El Primer Principe: La Leyenda del Canto de la Espada Novela - Capítulo 55
Capítulo 55
No había hermano con sólo hermanos (1)
El consejo que celebramos al día siguiente comenzó con preguntas sobre el Señor de la Guerra. ¿Existía realmente un Rey de los Orcos? ¿Lo había visto alguien alguna vez? ¿No era simplemente un orco astuto y feroz, más que un monarca por derecho propio? Tanto los comandantes del Castillo de Invierno como los del ejército de refuerzo me miraron expectantes.
Una gran lanza atravesó estos muros, lanzada por un solo ser. Esta lanza fue lanzada por el Señor de la Guerra, justo desde donde se encontraba en las montañas.
Casi al mismo tiempo que hundí mi espada en el corazón del noble orco, su señor la lanzó contra nuestras defensas. Esa misma lanza seguía en el patio del castillo, como testimonio del poder del enemigo al que nos enfrentábamos. «Ese es el poder que posee este Rey de los Orcos», les dije a todos los reunidos en la sala. «Una carta hecha jirones estaba unida a esta lanza, dando voz al desafío del Señor de la Guerra».
El comandante de los refuerzos, así como el segundo príncipe, no pudieron ocultar sus dudas. «Pero el alcance para semejante lanzamiento… ¡imposible, desde las montañas!», balbuceó el comandante.
—De hecho, ¿cómo sabemos que no fue simplemente disparado desde una balista? —Maximilian expresó sus dudas a su vez—. Se sabe que estos monstruos usan armas de asedio, así que ese parece el origen más probable de la brecha.
Los miré fijamente. «¿No me creen? Créanlo como quieran. Independientemente de la verdad que elijan, el mero hecho de que hayan roto las defensas demuestra que estos no son monstruos normales.
Algunos comandantes parecieron convencerse con mi resumen. «Si aún no me crees, hermano, regresa a la capital. Necesitamos refuerzos competentes, no un puñado de inquisidores que solo nos estorban».
El murmullo y la conmoción general en la sala se acallaron tras mi desafío. Un comandante se levantó y me hizo una reverencia.
—No quise dudar de su palabra, Primer Príncipe Adrian. Solo quería confirmar la veracidad de tan asombrosa historia. Le pido disculpas si mis suposiciones fueron irrespetuosas —dijo con tono sincero. Reconocí a este hombre, pues su rostro se había quedado grabado en mi memoria.
¿No era Ehrim Kiringer, un Caballero de Alambre? A pesar de llevar uniforme de mercenario, supe que era él.
Nadie habló una vez que se sentó. «Muy bien, tomémonos un descanso. Nos reuniremos de nuevo y discutiremos los asuntos dentro de una hora».
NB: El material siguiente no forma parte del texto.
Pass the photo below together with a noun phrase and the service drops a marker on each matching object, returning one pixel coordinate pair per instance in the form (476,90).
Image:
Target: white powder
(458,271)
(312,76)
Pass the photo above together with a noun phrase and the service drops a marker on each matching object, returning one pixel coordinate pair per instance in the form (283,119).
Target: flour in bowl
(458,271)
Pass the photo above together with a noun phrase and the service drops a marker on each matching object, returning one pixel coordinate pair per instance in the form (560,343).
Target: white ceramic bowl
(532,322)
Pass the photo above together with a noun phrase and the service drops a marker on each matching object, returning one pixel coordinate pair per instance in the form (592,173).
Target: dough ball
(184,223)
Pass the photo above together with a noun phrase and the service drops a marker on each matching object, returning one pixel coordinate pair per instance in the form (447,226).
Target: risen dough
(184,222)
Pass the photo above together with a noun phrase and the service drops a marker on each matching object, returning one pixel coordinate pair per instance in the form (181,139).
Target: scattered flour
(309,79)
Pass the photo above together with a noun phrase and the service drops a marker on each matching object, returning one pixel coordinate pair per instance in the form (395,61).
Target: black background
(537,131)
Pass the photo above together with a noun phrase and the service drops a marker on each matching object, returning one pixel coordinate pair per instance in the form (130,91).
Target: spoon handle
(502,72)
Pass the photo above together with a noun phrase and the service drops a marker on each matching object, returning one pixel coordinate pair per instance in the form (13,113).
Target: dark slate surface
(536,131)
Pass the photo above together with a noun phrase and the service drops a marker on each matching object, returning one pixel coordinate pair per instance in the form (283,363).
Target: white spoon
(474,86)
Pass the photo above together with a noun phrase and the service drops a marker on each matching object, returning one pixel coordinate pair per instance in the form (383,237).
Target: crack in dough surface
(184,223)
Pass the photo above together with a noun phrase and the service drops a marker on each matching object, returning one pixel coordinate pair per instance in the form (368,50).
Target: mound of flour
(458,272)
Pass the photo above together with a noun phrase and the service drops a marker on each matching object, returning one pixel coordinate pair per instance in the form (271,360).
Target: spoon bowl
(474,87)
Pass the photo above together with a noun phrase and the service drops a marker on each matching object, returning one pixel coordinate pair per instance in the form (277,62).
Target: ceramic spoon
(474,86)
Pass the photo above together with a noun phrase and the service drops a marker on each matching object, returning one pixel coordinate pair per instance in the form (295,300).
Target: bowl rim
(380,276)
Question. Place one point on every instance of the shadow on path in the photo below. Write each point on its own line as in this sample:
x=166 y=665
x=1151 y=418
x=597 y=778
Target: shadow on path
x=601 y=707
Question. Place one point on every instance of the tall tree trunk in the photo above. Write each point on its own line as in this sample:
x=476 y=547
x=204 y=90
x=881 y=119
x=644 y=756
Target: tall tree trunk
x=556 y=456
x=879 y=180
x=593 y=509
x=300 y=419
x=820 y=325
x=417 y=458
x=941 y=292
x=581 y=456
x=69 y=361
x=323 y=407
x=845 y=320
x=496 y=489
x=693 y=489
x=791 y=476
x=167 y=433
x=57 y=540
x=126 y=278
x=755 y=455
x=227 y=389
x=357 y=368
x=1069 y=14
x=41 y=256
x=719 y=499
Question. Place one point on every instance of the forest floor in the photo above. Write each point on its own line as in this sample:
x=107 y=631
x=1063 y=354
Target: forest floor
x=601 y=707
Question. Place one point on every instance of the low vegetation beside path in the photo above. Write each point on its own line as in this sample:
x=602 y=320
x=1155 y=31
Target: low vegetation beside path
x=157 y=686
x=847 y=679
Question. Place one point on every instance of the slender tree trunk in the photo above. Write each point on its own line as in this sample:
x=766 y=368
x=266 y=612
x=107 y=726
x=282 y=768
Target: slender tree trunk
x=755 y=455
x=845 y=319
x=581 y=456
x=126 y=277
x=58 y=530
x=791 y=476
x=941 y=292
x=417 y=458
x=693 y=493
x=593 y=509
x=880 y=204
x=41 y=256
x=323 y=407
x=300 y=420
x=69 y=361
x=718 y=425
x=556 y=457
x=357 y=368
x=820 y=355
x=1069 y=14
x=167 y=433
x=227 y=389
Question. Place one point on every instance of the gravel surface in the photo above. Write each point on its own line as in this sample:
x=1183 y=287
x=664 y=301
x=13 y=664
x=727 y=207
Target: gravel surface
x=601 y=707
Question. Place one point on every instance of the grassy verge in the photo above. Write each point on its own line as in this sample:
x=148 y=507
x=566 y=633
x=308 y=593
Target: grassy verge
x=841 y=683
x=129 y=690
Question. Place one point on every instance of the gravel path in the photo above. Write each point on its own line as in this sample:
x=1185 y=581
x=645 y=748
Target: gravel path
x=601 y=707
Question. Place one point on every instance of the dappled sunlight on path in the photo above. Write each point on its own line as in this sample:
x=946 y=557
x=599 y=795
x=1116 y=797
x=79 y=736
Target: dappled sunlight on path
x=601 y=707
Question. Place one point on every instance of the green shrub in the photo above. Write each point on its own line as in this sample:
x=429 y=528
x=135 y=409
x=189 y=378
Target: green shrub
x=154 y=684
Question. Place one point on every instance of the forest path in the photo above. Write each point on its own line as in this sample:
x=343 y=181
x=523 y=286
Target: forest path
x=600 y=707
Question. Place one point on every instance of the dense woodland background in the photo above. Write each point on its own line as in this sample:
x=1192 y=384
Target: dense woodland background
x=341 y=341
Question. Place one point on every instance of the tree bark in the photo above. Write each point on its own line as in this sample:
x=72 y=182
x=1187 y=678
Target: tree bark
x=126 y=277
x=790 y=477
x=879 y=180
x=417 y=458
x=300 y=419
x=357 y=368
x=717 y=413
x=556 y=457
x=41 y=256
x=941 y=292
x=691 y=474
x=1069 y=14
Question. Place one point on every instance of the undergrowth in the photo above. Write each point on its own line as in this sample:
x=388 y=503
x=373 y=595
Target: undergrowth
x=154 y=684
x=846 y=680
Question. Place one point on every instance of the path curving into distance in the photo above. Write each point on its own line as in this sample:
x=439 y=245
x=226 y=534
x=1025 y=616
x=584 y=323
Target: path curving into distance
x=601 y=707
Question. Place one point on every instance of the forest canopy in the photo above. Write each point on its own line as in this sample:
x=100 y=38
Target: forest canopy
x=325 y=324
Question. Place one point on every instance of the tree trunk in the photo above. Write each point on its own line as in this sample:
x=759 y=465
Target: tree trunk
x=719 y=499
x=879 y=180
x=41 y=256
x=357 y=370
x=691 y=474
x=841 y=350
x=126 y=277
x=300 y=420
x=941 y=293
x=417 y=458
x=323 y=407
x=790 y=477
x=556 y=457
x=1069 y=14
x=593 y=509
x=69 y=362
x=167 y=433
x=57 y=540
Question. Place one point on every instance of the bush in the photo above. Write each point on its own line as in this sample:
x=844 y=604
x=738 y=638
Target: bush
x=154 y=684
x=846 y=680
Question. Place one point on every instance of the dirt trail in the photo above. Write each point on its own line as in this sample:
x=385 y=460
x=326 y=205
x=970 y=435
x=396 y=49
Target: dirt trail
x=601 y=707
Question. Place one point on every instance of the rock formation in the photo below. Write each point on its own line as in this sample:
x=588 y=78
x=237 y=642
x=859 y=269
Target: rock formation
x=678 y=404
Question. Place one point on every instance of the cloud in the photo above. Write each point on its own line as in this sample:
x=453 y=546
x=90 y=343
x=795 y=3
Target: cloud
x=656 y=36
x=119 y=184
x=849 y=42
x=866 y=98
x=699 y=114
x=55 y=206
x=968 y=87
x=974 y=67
Los comandantes del Castillo de Invierno siguieron a su conde en su partida. Los comandantes de la fuerza de relevo también se levantaron.
Estaba a punto de salir, pero alguien me tomó del brazo. «Hermano», fue todo lo que dijo Maximilian mientras volvía a sentarme a su lado.
Él me miró fijamente.
“¿Cuál es exactamente la naturaleza de este Señor de la Guerra?”, preguntó con toda sinceridad.
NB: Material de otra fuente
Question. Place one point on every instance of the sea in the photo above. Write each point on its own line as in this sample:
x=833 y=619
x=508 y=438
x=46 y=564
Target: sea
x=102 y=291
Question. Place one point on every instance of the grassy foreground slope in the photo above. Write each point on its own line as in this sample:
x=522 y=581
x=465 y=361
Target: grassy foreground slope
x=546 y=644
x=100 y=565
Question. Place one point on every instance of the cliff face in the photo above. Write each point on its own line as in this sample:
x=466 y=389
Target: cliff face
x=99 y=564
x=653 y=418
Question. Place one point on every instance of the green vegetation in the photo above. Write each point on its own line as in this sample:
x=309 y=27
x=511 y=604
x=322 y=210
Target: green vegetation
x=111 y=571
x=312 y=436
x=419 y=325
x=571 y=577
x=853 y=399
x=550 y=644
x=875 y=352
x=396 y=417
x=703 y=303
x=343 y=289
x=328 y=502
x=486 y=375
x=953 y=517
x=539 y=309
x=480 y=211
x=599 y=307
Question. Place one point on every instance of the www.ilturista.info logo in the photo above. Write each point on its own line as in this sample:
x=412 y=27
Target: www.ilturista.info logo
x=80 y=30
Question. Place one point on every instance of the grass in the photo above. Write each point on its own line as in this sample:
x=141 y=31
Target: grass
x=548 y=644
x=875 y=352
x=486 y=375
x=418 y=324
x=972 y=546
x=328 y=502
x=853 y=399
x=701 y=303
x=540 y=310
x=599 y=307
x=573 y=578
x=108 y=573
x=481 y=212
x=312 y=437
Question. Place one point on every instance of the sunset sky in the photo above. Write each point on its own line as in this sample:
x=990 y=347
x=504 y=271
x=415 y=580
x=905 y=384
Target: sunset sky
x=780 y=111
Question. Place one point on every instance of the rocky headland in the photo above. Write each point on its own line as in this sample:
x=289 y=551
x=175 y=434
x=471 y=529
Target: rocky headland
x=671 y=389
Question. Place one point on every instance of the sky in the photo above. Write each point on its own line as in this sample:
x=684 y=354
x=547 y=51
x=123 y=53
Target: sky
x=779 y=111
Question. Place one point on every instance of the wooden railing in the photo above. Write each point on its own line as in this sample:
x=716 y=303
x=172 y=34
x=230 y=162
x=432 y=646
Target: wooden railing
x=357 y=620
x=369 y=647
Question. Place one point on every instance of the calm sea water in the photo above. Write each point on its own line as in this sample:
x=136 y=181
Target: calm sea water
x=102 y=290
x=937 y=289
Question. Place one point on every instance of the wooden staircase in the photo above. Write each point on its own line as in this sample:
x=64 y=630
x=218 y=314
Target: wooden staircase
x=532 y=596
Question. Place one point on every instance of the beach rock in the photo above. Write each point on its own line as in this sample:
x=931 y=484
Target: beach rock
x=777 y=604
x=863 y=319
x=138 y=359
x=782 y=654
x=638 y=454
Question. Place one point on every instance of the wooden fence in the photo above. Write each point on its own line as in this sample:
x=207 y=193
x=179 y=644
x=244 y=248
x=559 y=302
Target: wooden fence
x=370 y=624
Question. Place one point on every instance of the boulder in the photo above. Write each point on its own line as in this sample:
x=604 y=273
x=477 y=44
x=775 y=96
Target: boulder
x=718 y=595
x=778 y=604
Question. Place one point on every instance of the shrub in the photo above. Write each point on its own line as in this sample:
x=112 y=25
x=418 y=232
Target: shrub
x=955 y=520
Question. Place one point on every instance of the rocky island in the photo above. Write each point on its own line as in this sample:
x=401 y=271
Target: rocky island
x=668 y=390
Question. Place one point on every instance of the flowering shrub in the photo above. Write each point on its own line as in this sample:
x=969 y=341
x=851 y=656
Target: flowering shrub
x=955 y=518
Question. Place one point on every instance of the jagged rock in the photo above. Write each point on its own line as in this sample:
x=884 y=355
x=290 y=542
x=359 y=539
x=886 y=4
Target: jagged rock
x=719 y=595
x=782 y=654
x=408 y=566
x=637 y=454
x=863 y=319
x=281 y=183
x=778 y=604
«Su nombre es simplemente como lo llamo: El Rey de los Orcos, quien ha unido a todas las tribus orcas en una gran fuerza. Es un monstruo vil, violento e increíblemente poderoso», resumí mientras me miraba con el ceño fruncido.
—Bueno, ¿no son los Caballeros Gori también monstruos indomables? —Negué con la cabeza ante su previsible respuesta. Los del Castillo de Invierno ya me creían del todo, pues ¿acaso no habían oído el rugido del Señor de la Guerra en la boca del Asesino Nocturno? Obviamente, estos recién llegados al norte necesitarían más pruebas. Solo esperaba que pudieran convencerlos antes de que su ignorancia los llevara a la ruina. Era un punto discutible. Estos recién llegados lo descubrirían pronto.
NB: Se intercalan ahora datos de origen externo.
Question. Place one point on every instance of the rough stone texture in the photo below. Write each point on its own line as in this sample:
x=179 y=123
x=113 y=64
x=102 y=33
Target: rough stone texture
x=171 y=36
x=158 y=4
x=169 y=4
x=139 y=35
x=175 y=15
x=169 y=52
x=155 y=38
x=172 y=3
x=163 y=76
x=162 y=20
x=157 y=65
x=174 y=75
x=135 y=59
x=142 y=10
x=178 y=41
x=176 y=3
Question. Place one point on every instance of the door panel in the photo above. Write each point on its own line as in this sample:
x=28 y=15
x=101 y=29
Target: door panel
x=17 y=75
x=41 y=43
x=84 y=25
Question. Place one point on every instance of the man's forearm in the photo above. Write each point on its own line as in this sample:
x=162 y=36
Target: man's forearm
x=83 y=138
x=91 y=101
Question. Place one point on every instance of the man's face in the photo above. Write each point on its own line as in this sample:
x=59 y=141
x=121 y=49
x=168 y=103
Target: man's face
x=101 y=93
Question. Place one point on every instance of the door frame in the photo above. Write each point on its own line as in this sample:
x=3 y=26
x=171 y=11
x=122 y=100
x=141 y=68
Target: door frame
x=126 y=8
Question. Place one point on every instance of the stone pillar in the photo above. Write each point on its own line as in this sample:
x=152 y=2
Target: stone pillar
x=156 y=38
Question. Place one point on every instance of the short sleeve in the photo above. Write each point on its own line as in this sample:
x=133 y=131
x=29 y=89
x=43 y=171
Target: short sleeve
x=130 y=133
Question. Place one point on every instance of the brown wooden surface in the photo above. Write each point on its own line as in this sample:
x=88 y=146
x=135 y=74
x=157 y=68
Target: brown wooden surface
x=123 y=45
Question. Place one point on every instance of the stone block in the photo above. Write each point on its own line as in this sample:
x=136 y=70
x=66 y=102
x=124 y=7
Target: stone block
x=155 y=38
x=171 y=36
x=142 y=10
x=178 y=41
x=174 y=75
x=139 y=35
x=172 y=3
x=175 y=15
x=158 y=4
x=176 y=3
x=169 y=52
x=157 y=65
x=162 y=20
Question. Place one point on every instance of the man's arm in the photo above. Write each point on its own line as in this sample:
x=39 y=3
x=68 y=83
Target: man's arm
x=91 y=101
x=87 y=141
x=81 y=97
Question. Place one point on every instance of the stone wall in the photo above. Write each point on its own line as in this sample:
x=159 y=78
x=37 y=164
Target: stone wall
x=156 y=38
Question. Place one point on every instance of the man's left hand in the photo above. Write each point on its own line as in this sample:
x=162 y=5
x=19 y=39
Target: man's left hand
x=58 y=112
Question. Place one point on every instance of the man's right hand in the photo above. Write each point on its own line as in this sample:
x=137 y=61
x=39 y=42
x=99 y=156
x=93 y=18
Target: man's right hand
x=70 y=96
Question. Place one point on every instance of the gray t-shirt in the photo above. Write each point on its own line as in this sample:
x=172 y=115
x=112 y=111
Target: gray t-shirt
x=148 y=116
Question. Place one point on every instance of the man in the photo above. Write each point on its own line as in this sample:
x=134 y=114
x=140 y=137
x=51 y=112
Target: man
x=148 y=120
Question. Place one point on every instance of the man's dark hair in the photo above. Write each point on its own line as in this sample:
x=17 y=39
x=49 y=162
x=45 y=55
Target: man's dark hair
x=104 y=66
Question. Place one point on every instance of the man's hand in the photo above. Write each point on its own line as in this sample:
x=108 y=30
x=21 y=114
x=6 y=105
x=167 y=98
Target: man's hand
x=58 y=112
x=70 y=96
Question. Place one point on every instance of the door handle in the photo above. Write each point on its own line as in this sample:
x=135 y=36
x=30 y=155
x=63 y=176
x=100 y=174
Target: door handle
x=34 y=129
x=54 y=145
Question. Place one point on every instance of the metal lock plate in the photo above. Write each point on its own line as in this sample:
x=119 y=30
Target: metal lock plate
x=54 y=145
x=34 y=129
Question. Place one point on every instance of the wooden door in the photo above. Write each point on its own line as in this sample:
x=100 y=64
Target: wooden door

Incluso sentir una pizca del poder del Señor de la Guerra convencería a cualquiera de su realidad, incluso si odiaban creerlo. Había muchas cosas maravillosas y terribles en este mundo, y una de ellas se encontraba en las Montañas Filospada. Sabía que pronto encontraríamos a esta bestia feroz.
—Bueno… —dijo finalmente el Segundo Príncipe, queriendo cambiar de tema—. ¿Qué era entonces el Asesino Nocturno? Cuéntame más sobre las batallas que has librado y la situación actual de la fortaleza.
Estas cosas ya se habían discutido en la reunión anterior, pero aún veía que mi hermano albergaba algunas dudas. Hice acopio de toda mi paciencia mientras le explicaba todo de nuevo. De alguna manera, tras escuchar de nuevo los relatos, el Segundo Príncipe seguía confundido. «Se dice que fuiste el primero en notar la presencia de este Señor de la Guerra. ¿Cómo llegaste a conocer su naturaleza, la de este monstruo que ningún ser humano conoce?»
Me encogí de hombros con indiferencia. «Siempre me han interesado los cuentos antiguos, hermano».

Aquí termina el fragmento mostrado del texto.